Sí, es verdad, ella nunca le habló, ni a él ni a ninguno de esos que la perseguían en los pasillos del conservatorio, sólo para que escuchara un par de acordes de sus prematuras composiciones, o nada más para decirle lo bien que había tocado. Pero es que así era Verónica, un alma solitaria, un alma que no contaba con más compañía que el violín, las partituras, la oscuridad, sus inseparables pastillas y su belleza, cualidad de la que se avergonzaba. Sus dedos siempre carcomidos y enrojecidos no tenían otra posición que la de las notas sobre las cuerdas del violín, que era su tesoro más preciado, junto a las partituras, la única cosa que mantenía ordenada. Las gavetas en los armarios de la casa donde pasó toda su vida, estaban llenas de frascos y pequeños envases con cientos de pastillas.
Hoy era dolor de cabeza, mañana dolor en las coyunturas —claro, por el violín, decía— después, la espalda no la dejaba ni caminar, y seguramente también se debía a la rigidez del cuello mientras tocaba. Pero siempre padecía de algún dolor, que sin pensarlo, atacaba con cualquier píldora que tenía cerca. Hasta que sus horas no eran horas y su vida no era vida si no tragaba algún tipo de pastilla. ¿Por qué decidiste esa vida Verónica, por qué? ¿Acaso no te diste cuenta de que Dios tenía preparada para ti una existencia llena de éxitos y reconocimientos? Siempre fuiste inconforme, nunca estuviste satisfecha con aquellas composiciones magistrales que todos aplaudían, casi veneraban.
—No, no dormiré hasta que consiga ese sonido que escucho en mi mente, en mi corazón. Esta escoria que oyen mis oídos no es música, sólo es eso, escoria… —lo repetías sin cesar, te castigabas, estoy segura de que aún en el cielo te castigas.
Casi puedo escuchar la discusión que has de haber tenido con Dios cuando decidió abrirte las puertas del cielo para que vivas allí, escucho como reniegas de ti ante él, escucho tus gritos ahogados que dicen «Señor, no merezco entrar a tu reino, porque aunque mis dedos están casi muertos luego de una pelea con las cuerdas de mi violín prolongada por 90 años, nunca logré la nota perfecta, esa nota que escuché durante largo tiempo en mi mente, pero que nunca fui capaz de hacer escuchar a los otros, y sobre todo a ti Señor Todopoderoso».

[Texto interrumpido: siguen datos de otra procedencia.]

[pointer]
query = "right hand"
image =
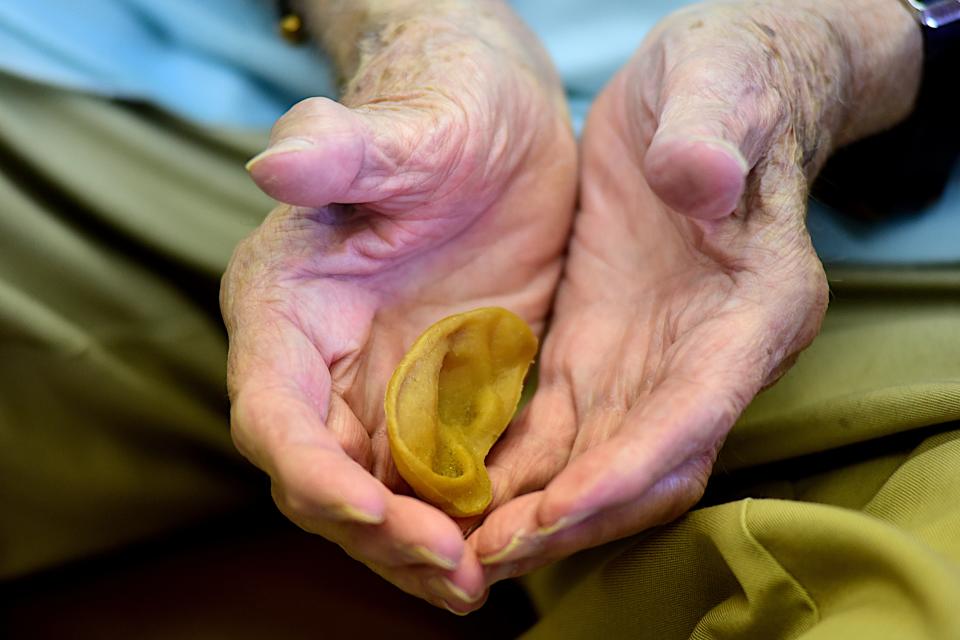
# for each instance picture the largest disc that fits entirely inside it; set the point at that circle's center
(444, 181)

Cuando entré sigilosamente a tu casa aquella noche, algo en mi alma evocaba lo que verían mis ojos. Y así fue, te encontré allí, tendida en tu alfombra empolvada, con aquellas partituras que por primera vez vi desordenadas, a un lado tu violín y al otro lado tú, allí, en la escena del crimen, del crimen que estoy seguro tú concebiste en tu imaginación como un cuadro cinematográfico.
Nunca olvidaré esas pastillas mortales; eran miles, millones creo; y entre tus manos aquel frasco mortífero. Su vida la llevo a la muerte, su pasión por las notas, la música, la perfección, la asesinó. Ahora está allí, sentada en la silla que nunca tuvo, pero que ahora desde el firmamento ansía, recordando la vida que no vivió, pero que ahora quiso vivir; una vida tranquila, sin acordes ni sonidos que la enfermen, una juventud en la que hiciera gala de su belleza, en la que cautivara jovencitos con sus grandes ojos y su mirada sumisa pero penetrante. Y una vejez que terminara allí, allí donde está su fantasma ahora, mirando al infinito, esperando que la muerte venga a ella y no tener que ir a buscarla.
Madre, esa imagen tuya que tengo ante mis ojos no me asusta, porque aunque sé que es sólo un espectro, es el reflejo de la vida que viviste después de la muerte, porque sólo allá, junto a Dios, pudiste arrepentirte de la muerte que decidiste, que también fue tu vida, porque siempre estuviste muerta sobre las cuerdas de ese hosco violín, ese violín que te mantuvo viva en tu idilio mortal, y te quitó tu vida muerta con la ayuda de las pastillas para dormir.
Verónica, madre, mi amada madre Verónica, ojalá que este fantasma que veo deleitándose de sus últimos años no se vaya nunca. Quédate conmigo madre, no te vayas Verónica.